In this case, however adding another five nodes works pretty well. At ten nodes, dashboard load time is back to 33s (you can’t see that below, just trust me):
The Elephant
We haven’t discussed the elephant in the room: all this tuning is well and good, but no user is going to accept a dashboard that takes upwards of 30 seconds to render. They just won’t. I sure wouldn’t.
I suspect it would be possible to do additional performance tuning and get this down to 20-25 seconds…but that’s still too slow.
So, let’s create an aggregation (summary) table which rolls up our facts by day. We’ll need to modify dashboard to use this new table as it’s data source in much the same way we did when we implemented the flattened schema. Here is the result, and it’s impressive:
3.69 seconds. Not bad. We’re still running with ten nodes above, but if we dropped down to five, I bet we’d still be under 10 seconds on a “virgin, un-cached” viz exection. That’s acceptible to me.

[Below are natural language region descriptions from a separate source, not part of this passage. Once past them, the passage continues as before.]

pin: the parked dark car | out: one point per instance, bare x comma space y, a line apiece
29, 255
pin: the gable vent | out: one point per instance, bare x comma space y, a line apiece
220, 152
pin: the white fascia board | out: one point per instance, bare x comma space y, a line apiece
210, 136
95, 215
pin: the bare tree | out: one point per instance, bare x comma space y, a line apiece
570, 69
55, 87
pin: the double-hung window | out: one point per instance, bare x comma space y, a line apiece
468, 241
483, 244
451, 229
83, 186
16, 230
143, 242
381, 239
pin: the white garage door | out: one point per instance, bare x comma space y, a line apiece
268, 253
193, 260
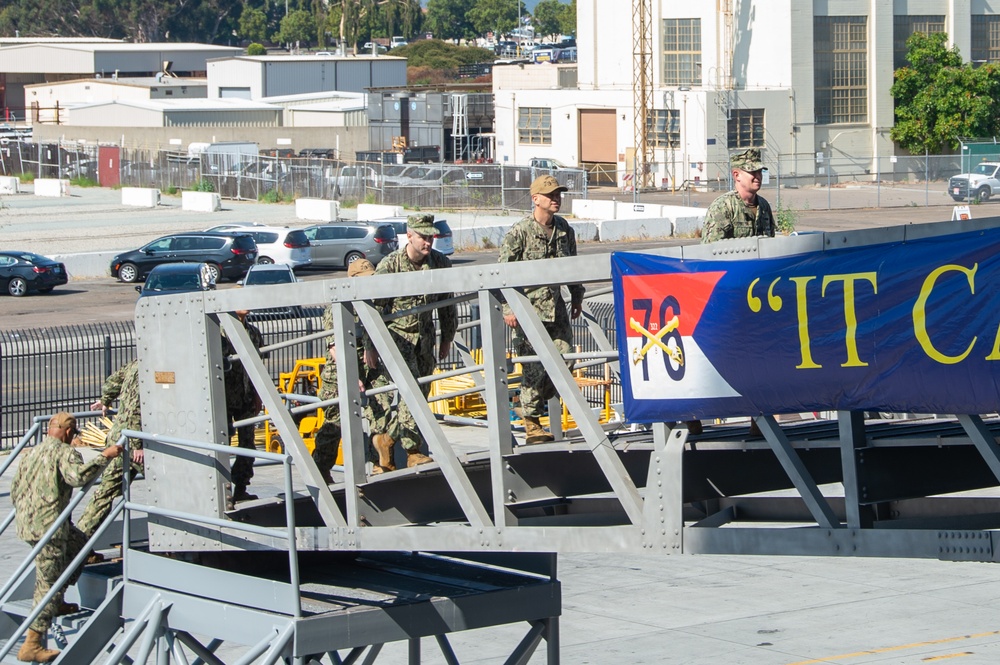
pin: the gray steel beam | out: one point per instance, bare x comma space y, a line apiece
497, 398
351, 410
290, 436
410, 392
797, 472
852, 438
587, 422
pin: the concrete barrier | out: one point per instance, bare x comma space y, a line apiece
141, 197
201, 201
318, 210
88, 265
51, 187
369, 211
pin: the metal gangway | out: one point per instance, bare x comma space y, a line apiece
838, 483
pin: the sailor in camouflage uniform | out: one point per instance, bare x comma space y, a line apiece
328, 435
41, 490
242, 401
123, 386
741, 213
414, 335
542, 235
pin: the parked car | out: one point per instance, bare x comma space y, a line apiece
232, 226
340, 244
265, 274
269, 273
277, 244
979, 185
229, 254
24, 272
442, 239
177, 278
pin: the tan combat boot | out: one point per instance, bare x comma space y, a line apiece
415, 457
534, 433
32, 650
383, 445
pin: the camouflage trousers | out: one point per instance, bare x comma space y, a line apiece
398, 422
536, 386
242, 470
50, 563
327, 442
104, 496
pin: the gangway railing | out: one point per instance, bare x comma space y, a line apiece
597, 490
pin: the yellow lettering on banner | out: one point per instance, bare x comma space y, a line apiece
803, 316
920, 313
850, 313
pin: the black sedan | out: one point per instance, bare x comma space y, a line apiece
23, 272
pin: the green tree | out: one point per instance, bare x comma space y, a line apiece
500, 16
548, 19
567, 21
449, 19
940, 99
253, 24
299, 26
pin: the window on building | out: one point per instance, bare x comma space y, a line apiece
746, 128
841, 64
903, 28
682, 51
663, 128
985, 38
534, 125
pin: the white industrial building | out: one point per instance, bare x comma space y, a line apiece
806, 81
256, 77
49, 61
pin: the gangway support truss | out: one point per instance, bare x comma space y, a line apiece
832, 484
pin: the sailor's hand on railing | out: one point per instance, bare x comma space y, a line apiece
371, 358
112, 452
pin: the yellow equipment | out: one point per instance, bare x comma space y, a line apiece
304, 379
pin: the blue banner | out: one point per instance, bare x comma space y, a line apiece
898, 327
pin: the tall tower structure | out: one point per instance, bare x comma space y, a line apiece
642, 88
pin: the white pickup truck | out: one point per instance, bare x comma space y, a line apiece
979, 185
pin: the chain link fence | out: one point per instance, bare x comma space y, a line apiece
794, 182
63, 368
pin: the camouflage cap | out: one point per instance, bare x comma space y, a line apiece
748, 160
422, 224
546, 184
360, 268
64, 420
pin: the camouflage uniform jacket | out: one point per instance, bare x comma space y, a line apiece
123, 386
45, 478
329, 375
241, 395
730, 217
527, 241
414, 326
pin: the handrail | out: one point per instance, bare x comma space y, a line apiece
288, 534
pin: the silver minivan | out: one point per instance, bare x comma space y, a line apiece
339, 244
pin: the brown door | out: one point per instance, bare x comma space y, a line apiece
598, 145
108, 166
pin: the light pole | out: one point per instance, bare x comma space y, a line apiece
684, 164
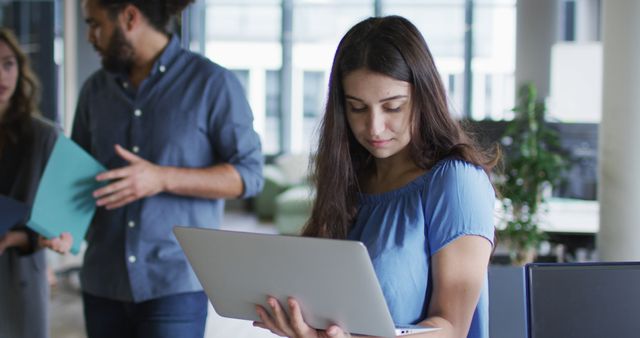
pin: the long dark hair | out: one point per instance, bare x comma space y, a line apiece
394, 47
159, 13
15, 125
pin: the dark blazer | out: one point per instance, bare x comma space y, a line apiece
24, 291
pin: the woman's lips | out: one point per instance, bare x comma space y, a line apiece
378, 143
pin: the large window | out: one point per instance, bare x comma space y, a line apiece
248, 35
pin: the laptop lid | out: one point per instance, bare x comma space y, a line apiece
333, 280
585, 300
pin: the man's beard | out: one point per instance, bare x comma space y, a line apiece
118, 55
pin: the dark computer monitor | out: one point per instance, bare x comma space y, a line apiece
584, 300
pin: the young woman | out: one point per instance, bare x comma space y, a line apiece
395, 171
25, 144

Next, we’ll pump up fact table rows to just under 3 billion and roll back our aggregate table. We’ll use the flattened database schema which removes many (but not all) of the JOINs in database 5. Database 1 and database 3 remain the same.
We’ll also jack the number of nodes WAY up. I ran two tests: one which utilized thirty-two dc1.large nodes, and another which used two dc.8xlarge nodes. In terms of functional horsepower, both rigs are pretty much equivalent.
The results sure aren’t similar, however. Our “more, smaller nodes” cluster is nearly twice as fast as our “fewer, big nodes” instance. What the hell?
In the Top 10 Things You Must Do article I wrote about a month ago, I mentioned this. Especially when you have a fair number of joins, more nodes are often better than fewer nodes (assuming they deliver the same horsepower in aggregage)
The only test in which the two dc.8xlarges are marginally faster than the thirty-two dc.xlarges is “database 5”.
Why? Most likely it’s the fact that I simplified the schema enough (therefore removing JOINs) to negate the advantage of doing this sort of work on “more nodes”.
Lets finish up by creating an aggregate table on our 3B rows in database 1:
Very fast on both of our “monster” clusters. You’re looking at 5 seconds on the two-node dc1.8xlarge rig and 4 seconds on the thirty-two dc1.xlarges.
We’re done
Thanks for reading, hope this was helpful.
This is quite useful and lots of information to process on this.